How Buffett Favourites Perform

So, is Berkshire Hathaway underperforming the S&P 500 really a sign that Buffett has lost his stock-picking touch? OPTO takes a look at how some of his top holdings have been faring recently.


Despite paring its stake in Apple [AAPL] in Q4 2023, offloading 10,000,382 shares, the stock still accounts for 50% of Berkshire Hathaway’s $347.4bn portfolio as of 31 December 2023.

The iPhone maker sold 50.1 million smartphone handsets in the first three months of the year, taking a 17.3% share of total quarterly sales, according to market research by IDC. This is down from 55.4 million smartphones sold and a market share of 20.7% in the year-ago quarter.

As Chinese smartphone makers like Xiaomi [1810:HK] eat into the iPhone’s dominance, Apple stock could be “killed” if Buffett’s next 13F filing shows that he sold more Apple shares in Q1, warned Mizuho analyst Jordan Klein last month.

Bank of America

Buffett neither bought nor sold Bank of America [BAC] shares in Q4 2023. The holding is worth $34.8bn, representing approximately 10% of Berkshire’s portfolio.
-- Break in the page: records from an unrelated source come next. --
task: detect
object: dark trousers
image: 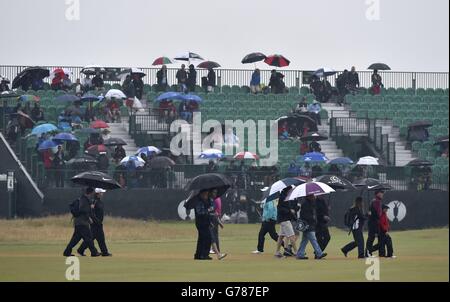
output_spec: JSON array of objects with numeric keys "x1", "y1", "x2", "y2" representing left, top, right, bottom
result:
[
  {"x1": 342, "y1": 229, "x2": 365, "y2": 258},
  {"x1": 210, "y1": 224, "x2": 220, "y2": 251},
  {"x1": 54, "y1": 168, "x2": 64, "y2": 188},
  {"x1": 64, "y1": 225, "x2": 98, "y2": 256},
  {"x1": 78, "y1": 224, "x2": 109, "y2": 255},
  {"x1": 257, "y1": 220, "x2": 279, "y2": 252},
  {"x1": 316, "y1": 224, "x2": 331, "y2": 252},
  {"x1": 366, "y1": 225, "x2": 380, "y2": 255},
  {"x1": 379, "y1": 232, "x2": 394, "y2": 257},
  {"x1": 194, "y1": 223, "x2": 211, "y2": 259}
]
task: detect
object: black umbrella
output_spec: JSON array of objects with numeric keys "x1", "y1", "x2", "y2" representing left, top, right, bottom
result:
[
  {"x1": 67, "y1": 155, "x2": 99, "y2": 169},
  {"x1": 71, "y1": 171, "x2": 121, "y2": 189},
  {"x1": 241, "y1": 52, "x2": 267, "y2": 64},
  {"x1": 10, "y1": 112, "x2": 35, "y2": 129},
  {"x1": 55, "y1": 94, "x2": 81, "y2": 103},
  {"x1": 407, "y1": 120, "x2": 433, "y2": 128},
  {"x1": 197, "y1": 61, "x2": 221, "y2": 69},
  {"x1": 300, "y1": 132, "x2": 328, "y2": 142},
  {"x1": 278, "y1": 113, "x2": 318, "y2": 132},
  {"x1": 12, "y1": 67, "x2": 50, "y2": 89},
  {"x1": 407, "y1": 159, "x2": 434, "y2": 167},
  {"x1": 184, "y1": 173, "x2": 231, "y2": 209},
  {"x1": 434, "y1": 135, "x2": 449, "y2": 145},
  {"x1": 104, "y1": 137, "x2": 127, "y2": 146},
  {"x1": 149, "y1": 156, "x2": 175, "y2": 169},
  {"x1": 368, "y1": 63, "x2": 391, "y2": 70},
  {"x1": 314, "y1": 175, "x2": 356, "y2": 190},
  {"x1": 353, "y1": 178, "x2": 392, "y2": 191}
]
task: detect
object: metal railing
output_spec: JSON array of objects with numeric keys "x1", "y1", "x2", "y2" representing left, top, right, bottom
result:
[{"x1": 329, "y1": 117, "x2": 369, "y2": 137}]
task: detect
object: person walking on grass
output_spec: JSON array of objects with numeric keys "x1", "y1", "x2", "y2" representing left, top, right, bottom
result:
[
  {"x1": 315, "y1": 196, "x2": 331, "y2": 252},
  {"x1": 341, "y1": 197, "x2": 366, "y2": 258},
  {"x1": 253, "y1": 195, "x2": 283, "y2": 254},
  {"x1": 379, "y1": 204, "x2": 396, "y2": 258},
  {"x1": 208, "y1": 189, "x2": 227, "y2": 260},
  {"x1": 274, "y1": 188, "x2": 297, "y2": 258},
  {"x1": 366, "y1": 190, "x2": 384, "y2": 257},
  {"x1": 296, "y1": 194, "x2": 327, "y2": 260},
  {"x1": 189, "y1": 189, "x2": 213, "y2": 260}
]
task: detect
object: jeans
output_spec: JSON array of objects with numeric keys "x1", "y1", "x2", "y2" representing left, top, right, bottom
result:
[{"x1": 297, "y1": 231, "x2": 323, "y2": 258}]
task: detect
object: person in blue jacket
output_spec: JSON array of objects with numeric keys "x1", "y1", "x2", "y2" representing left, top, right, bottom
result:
[
  {"x1": 252, "y1": 196, "x2": 281, "y2": 254},
  {"x1": 250, "y1": 69, "x2": 261, "y2": 94}
]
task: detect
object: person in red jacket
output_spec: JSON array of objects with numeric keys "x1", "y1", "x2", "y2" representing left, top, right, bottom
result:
[{"x1": 379, "y1": 204, "x2": 396, "y2": 258}]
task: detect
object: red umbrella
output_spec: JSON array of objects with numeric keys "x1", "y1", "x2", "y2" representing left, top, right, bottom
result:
[
  {"x1": 85, "y1": 144, "x2": 107, "y2": 157},
  {"x1": 90, "y1": 120, "x2": 109, "y2": 129},
  {"x1": 264, "y1": 55, "x2": 290, "y2": 67}
]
Bank of America’s net income for the first three months of the year was $6.7bn, down from $8.2bn in the year-ago period. The bank is to set aside money to cover credit card losses — net charge-offs, which is debts that aren’t expected to be recovered — rose 85.9% year-over-year to $1.5bn in Q1.

There were bright spots in the earnings report, however. “Sales and trading businesses continued their strong 2023 momentum this quarter, reporting the best first quarter in over a decade,” said CEO Brian Moynihan in a press release.

American Express

Buffett neither bought nor sold American Express (Amex) [AXP] shares in Q4 2023. The holding is worth $28.4bn, representing 8.2% of the portfolio.

The credit card giant reported an 11% year-over-year rise in revenue for Q1 2024, while spending on the firm’s cards was up 6% to $367bn.

“We continue to attract high-spending, high credit-quality customers to the franchise,” Amex Chairman and CEO Stephen J Squeri said in a press release issued last week.


Buffett didn’t touch his Coca-Cola [KO] holding either in Q4 2023. It’s worth $23.6bn, representing 6.8% of the portfolio as of 31 December.

While inflation has meant consumers have less disposable income to spend on Coca-Cola products, there are positive signs in other segments.

“We’ve seen strong growth for some of the higher price point, premium segments, like Fairlife, Core Power [and] Simply… there’s clearly multiple things going on in the landscape,” Coke Chairman and CEO James Quincey said on the firm’s Q4 2023 earnings call in February.

Sales popped 7% to $10.8bn in Q4, driven largely by higher prices.